Diffusion-weighted magnetic resonance imaging has already shown its usefulness in differentiation, response assessment and recurrence disease identification in primarily brain, head and neck, abdominal and pelvic tumours. Diagnostic value of lung MR imaging is still interrogative, but lack of radiation and no need for contrast material to be used in DW-MRI makes this technique very attractive, especially in cases where repetitive examinations should be performed. DWI could also be applied for patients with renal dysfunction. Early changes of the ADC values before evident morphological tumour tissue alterations could help to conduct chemo- and chemoradiotherapy in a more efficient way. Low spatial resolution is still considered to be a problem and probably could be overcome with the help of fusion T2 and DW images; in these terms, new techniques to subdue challenging MR respiratory and cardiac motion artefacts should be found.

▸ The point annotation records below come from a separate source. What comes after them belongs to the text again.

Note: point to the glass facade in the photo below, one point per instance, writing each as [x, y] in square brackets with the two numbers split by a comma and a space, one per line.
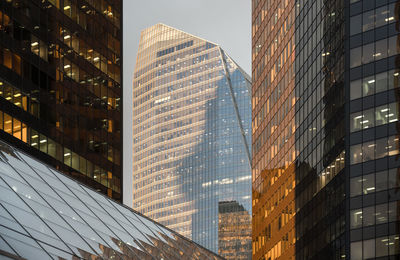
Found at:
[47, 215]
[234, 231]
[341, 182]
[191, 133]
[373, 191]
[60, 86]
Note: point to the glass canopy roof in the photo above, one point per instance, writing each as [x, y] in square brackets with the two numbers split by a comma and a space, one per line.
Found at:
[47, 215]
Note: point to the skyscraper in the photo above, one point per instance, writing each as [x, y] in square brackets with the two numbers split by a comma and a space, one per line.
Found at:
[191, 133]
[46, 215]
[325, 129]
[60, 86]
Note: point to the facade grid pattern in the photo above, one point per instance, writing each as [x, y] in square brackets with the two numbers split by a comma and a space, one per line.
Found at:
[191, 133]
[47, 215]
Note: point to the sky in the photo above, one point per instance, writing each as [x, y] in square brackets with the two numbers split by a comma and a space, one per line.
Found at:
[224, 22]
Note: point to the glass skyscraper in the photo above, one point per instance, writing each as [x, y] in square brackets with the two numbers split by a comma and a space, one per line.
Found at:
[325, 129]
[191, 133]
[47, 215]
[60, 86]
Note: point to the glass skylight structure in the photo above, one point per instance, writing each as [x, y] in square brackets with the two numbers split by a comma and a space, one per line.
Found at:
[191, 133]
[47, 215]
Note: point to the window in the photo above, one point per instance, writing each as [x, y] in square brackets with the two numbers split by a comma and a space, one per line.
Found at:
[368, 54]
[355, 154]
[355, 186]
[380, 49]
[355, 57]
[355, 89]
[368, 216]
[368, 151]
[381, 180]
[356, 251]
[381, 213]
[356, 218]
[368, 182]
[368, 20]
[355, 24]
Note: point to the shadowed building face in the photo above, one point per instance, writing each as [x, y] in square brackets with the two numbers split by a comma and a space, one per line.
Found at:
[60, 86]
[325, 169]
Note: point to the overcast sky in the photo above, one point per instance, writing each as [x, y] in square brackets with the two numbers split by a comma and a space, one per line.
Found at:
[224, 22]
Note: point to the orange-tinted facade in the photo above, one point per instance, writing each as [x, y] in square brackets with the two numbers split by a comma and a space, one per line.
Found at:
[273, 129]
[60, 86]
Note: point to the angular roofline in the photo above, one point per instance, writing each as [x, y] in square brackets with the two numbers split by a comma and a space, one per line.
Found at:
[247, 76]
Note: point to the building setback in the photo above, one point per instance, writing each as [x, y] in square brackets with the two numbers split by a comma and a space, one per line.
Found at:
[47, 215]
[191, 133]
[60, 86]
[325, 129]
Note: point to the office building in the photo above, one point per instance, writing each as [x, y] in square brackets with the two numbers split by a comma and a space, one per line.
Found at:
[191, 117]
[234, 231]
[325, 129]
[60, 86]
[47, 215]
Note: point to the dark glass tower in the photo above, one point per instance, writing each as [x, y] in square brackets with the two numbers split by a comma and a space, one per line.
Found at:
[60, 86]
[325, 167]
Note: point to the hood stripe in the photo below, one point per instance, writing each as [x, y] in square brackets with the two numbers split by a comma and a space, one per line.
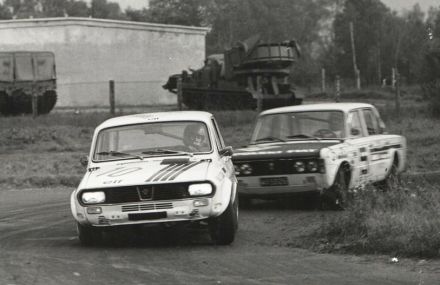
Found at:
[170, 171]
[185, 169]
[159, 171]
[168, 175]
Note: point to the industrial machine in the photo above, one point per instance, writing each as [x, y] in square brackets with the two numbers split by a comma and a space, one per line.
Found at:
[250, 75]
[27, 76]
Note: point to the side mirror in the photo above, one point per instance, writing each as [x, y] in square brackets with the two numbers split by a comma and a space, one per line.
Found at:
[227, 151]
[84, 160]
[355, 132]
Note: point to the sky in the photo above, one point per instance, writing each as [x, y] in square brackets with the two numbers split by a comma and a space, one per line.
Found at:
[397, 5]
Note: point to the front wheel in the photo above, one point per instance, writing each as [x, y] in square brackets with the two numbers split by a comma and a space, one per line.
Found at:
[88, 235]
[337, 196]
[224, 227]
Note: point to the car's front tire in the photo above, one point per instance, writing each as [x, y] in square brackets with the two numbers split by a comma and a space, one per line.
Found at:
[224, 227]
[337, 196]
[89, 235]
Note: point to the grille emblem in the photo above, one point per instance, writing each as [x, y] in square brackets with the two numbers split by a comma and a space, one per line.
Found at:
[145, 193]
[271, 166]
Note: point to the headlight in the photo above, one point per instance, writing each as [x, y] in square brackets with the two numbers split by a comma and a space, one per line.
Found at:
[300, 166]
[201, 189]
[312, 166]
[237, 169]
[246, 169]
[93, 197]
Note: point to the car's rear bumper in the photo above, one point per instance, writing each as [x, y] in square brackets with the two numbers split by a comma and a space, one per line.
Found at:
[297, 183]
[147, 212]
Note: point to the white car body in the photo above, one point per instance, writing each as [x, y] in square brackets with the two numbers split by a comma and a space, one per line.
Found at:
[122, 180]
[368, 156]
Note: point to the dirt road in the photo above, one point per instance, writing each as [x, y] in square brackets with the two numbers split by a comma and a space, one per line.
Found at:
[38, 245]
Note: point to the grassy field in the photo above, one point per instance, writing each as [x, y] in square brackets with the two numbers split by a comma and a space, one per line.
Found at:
[45, 152]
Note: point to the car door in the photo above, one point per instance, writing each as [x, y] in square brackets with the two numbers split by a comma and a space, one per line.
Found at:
[359, 151]
[378, 148]
[226, 160]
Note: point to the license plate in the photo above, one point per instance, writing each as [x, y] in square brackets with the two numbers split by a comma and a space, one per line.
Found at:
[274, 181]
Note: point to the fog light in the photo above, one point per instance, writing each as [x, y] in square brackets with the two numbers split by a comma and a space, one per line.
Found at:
[312, 166]
[300, 166]
[94, 210]
[201, 203]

More and more studies comparing DW-MRI and FDG-PET/CT are emerging. In a recent study comparing the performance of DW-MRI and FDG-PET/CT in mediastinal staging, the specificity of both DW-MRI and FDG-PET was hampered by the occurrence of inflammatory lymph nodes. However, only FDG-PET was false positive in the presence of anthracosilicosis, whereas DW-MRI was false positive in the presence of lymphatic oedemas and coagulation necrosis (Ohno et al., 2011a,b). Exciting data derived from a rat glioma model examining the treatment-associated inflammatory response by DW-MRI and FDG-PET suggest less profound effect of chemotherapy-associated immunological response on tumour diffusion compared to tumour FDG uptake after therapy (Galban et al., 2010). PET/MR would be the method of choice for a more thorough assessment of the differences and correlation between FDG-PET and DW-MRI, and implications for diagnosis and response evaluation.

Conclusion and perspectives

PET/CT still is a rational first choice for diagnosing and staging patients with lung cancer, however, data are emerging that DCE-CT could be a reasonable alternative or supplement for assessment of pulmonary nodules and perhaps mediastinal staging. Data are emerging that staging by DW-MRI could be a valuable alternative to PET/CT. For therapy evaluation, data are less mature for all three modalities, but for future clinical trials in this field, we should try to consider the three modalities not as competitors, but as complements evaluating different hallmarks of cancer biology. Especially within the field of therapy prediction and evaluation, an intelligent combination of different functional imaging modalities could prove very valuable (Reed et al., 2003), but also the addition of an extra functional parameter could increase diagnostic accuracy in many settings (Kim et al., 2012). With a more sophisticated use of combined PET/CT scanners and the emergence of PET/MR, this is not a pipe dream but can be done now.

Conflict of interests

The authors have no conflict of interest.